La besace de Jean de La Fontaine

Jupiter dit un jour : « Que tout ce qui respire

S’en vienne comparaître aux pieds de ma grandeur.

Si dans son composé quelqu’un trouve à redire,

Il peut le déclarer sans peur :

Je mettrai remède à la chose.

Venez, Singe; parlez le premier, et pour cause.

Voyez ces animaux ; faites comparaison

De leurs beautés avec les vôtres :

Etes-vous satisfait ? – Moi ? dit-il, pourquoi non ?

N’ai-je pas quatre pieds aussi bien que les autres?

Mon portrait jusqu’ici ne m’a rien reproché ;

Mais pour mon fière l’Ours, on ne l’a qu’ébauché :

Jamais, s’il me veut croire, il ne se fera peindre. »

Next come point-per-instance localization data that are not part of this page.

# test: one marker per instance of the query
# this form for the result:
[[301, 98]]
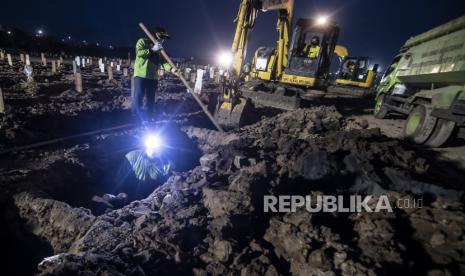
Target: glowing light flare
[[153, 144], [322, 20], [225, 58]]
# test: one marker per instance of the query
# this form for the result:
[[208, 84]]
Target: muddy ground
[[207, 218]]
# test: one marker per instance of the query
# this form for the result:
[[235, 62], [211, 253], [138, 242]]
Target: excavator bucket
[[234, 115]]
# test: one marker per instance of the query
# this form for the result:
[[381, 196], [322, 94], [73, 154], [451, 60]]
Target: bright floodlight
[[322, 20], [153, 144], [225, 59]]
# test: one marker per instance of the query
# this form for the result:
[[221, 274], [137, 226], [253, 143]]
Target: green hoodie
[[147, 62]]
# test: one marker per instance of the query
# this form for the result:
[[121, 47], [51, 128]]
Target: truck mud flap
[[351, 91]]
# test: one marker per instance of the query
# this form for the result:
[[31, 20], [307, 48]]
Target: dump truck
[[426, 82]]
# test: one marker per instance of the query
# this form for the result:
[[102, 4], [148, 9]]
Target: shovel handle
[[189, 89]]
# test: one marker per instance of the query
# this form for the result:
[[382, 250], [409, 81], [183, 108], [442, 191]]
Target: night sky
[[202, 27]]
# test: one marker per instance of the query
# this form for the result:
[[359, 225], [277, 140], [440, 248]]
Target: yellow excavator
[[277, 75], [354, 78]]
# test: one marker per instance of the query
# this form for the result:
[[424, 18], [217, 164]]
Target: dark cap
[[161, 33]]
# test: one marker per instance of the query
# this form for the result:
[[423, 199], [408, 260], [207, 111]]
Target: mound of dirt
[[211, 219]]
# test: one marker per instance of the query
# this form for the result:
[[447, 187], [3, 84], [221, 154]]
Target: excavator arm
[[245, 22]]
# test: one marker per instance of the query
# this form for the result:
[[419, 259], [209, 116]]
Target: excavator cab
[[310, 53], [354, 73]]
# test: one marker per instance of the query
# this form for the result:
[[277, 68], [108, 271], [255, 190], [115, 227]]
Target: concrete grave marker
[[199, 80], [2, 103], [110, 72], [78, 82], [10, 61]]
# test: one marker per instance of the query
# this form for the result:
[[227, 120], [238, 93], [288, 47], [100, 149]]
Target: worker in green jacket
[[148, 60]]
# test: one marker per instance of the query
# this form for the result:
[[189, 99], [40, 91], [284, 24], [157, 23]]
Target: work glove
[[157, 47]]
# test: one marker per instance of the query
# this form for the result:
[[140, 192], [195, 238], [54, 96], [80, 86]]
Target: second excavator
[[278, 75]]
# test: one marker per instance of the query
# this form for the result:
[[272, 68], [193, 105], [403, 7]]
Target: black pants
[[144, 87]]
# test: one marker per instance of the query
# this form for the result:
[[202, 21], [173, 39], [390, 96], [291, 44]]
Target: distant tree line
[[17, 41]]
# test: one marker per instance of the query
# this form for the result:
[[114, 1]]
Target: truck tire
[[442, 132], [420, 124], [380, 110]]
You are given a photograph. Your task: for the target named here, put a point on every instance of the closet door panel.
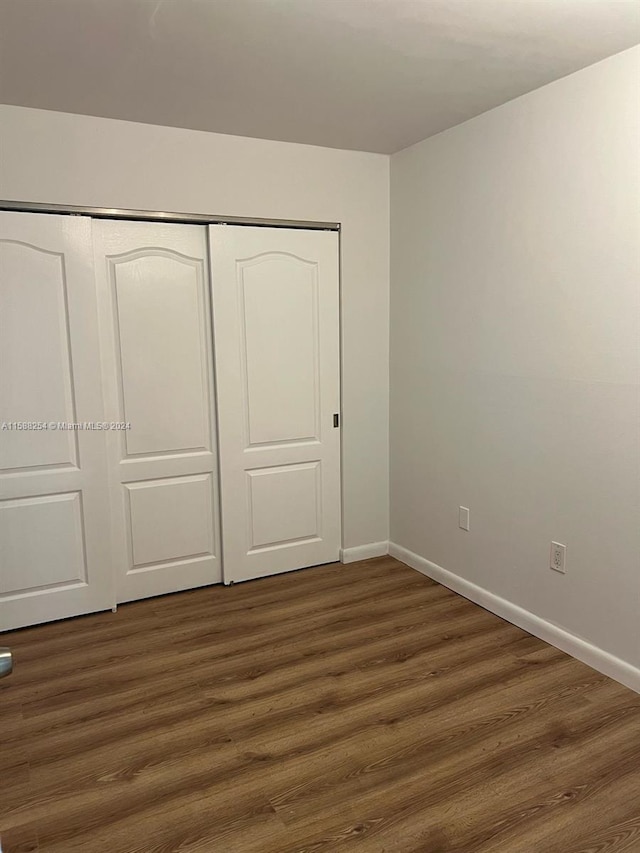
(156, 334)
(276, 315)
(54, 509)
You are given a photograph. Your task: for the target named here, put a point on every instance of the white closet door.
(158, 374)
(54, 510)
(276, 322)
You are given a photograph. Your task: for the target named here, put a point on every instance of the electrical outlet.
(558, 554)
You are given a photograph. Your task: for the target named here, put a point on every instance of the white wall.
(515, 351)
(69, 159)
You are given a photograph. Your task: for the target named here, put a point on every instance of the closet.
(169, 408)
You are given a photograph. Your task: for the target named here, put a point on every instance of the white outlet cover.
(557, 558)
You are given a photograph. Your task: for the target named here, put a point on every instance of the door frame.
(205, 219)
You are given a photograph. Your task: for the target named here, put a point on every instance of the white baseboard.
(364, 552)
(578, 648)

L’Ours venant là-dessus, on crut qu’il s’allait plaindre.

Tant s’en faut ; de sa forme il se loua très fort ;

Glosa sur l’Éléphant ; dit qu’on pourrait encore

Ajouter à sa queue, ôter à ses oreilles :

Que c’était une masse informe et sans beauté.

L’Éléphant étant écouté,

Tout sage qu’il était, dit des choses pareilles :

Il jugea qu’à son appétit

Dame Baleine était trop grosse.

Dame Fourmi trouva le Ciron trop petit,

Se croyant, pour elle, un colosse.

Jupin les renvoya s’étant censurés tous :

Du reste, content d’eux ; mais, parmi les plus fous,

Notre espèce excella; car tout ce que nous sommes,

Lynx envers nos pareils, et Taupes envers nous,

Nous nous pardonnons tout, et rien aux autres hommes :

On se voit d’un autre oeil qu’on ne voit son prochain.

Le Fabricateur souverain

Nous créa Besaciers tous de même manière ;

Tant ceux du temps passé que du temps d’aujourd’hui.

Il fit pour nos défauts la poche de derrière,

Et celle de devant pour les défauts d’autrui.